Geschmacklich hat die Kohlrabi nur einen leichten Kohlgeschmack, sie schmeckt leicht süß und mild und ist daher auch bei Kindern sehr beliebt. Sie besteht zu 91,6% aus Wasser bei 3,8g Kohlenhydrate und 1,4g Ballaststoffe. Jung und frisch vom Feld gibt es die Knolle von April/Mai bis in den Spätsommer. Im Sommer hat sie gegenüber im Winter einen niedrigen Nitrat Gehalt, da die Sonneneinstrahlung Nitrat im Gemüse abbaut.

Was steckt gutes drin: wie alle Kohlsorten ist sie besonders reich an Vitamin C, A und K. B Vitamine und Folsäure, Magnesium, Eisen, Calcium und Phosphor. Besonders viel Selen und Kalium.
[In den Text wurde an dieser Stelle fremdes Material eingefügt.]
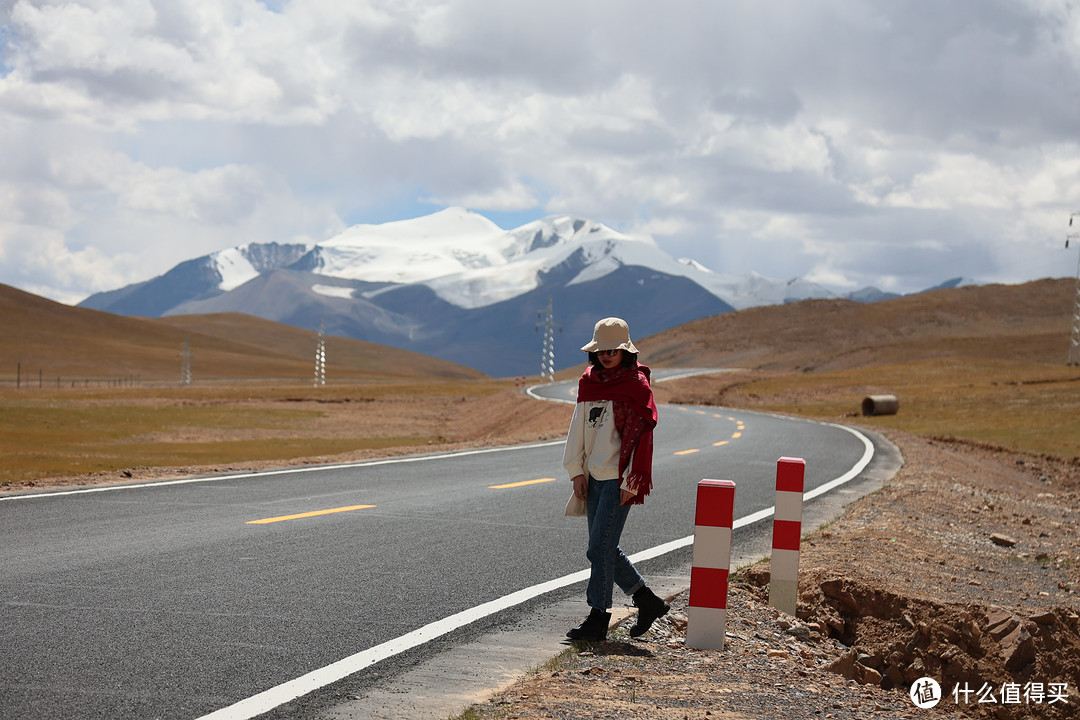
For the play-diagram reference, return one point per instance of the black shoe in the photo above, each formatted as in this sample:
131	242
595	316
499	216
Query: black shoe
593	629
649	608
Hierbei ist zu erwähnen, dass die Kohlrabiblätter noch wertvoller sind, ihr Vitamin und Mineralstoffgehalt ist nochmal 2-3-mal höher als in der Knolle.
Außerdem enthält die Kohlrabi Senföle – Glucosinolate die eine wachstumshemmende Wirkung auf schädliche Bakterien und Viren haben. Deshalb ist Kohlrabi genauso wie Brokkoli besonders geeignet für ein geschwächtes Magen-Darmsystems. Sie ist roh auch leicht verdaulich und um den Verlust der guten Inhaltsstoffe zu vermeiden nur kurz gedünstet werden.
Ihre gesundheitliche Wirkung regt das Immunsystem an, kurbelt die Blutbildung und den Stoffwechsel an, stimuliert die Sauerstoffversorgung, ist gut für die Knochen und wirkt entwässernd.

In der Küche sehr vielseitig einsetzbar, von roh im Salat, als Carpaccio, im Smoothie über Aufläufe, Suppen als Beilage und als Bratlinge. In Frankreich wird Kohlrabi sogar fein gehobelt und wie Sauerkraut konserviert. Und denken Sie daran die Blätter mit zu verwenden! Zum Verwerfen viel zu schade !!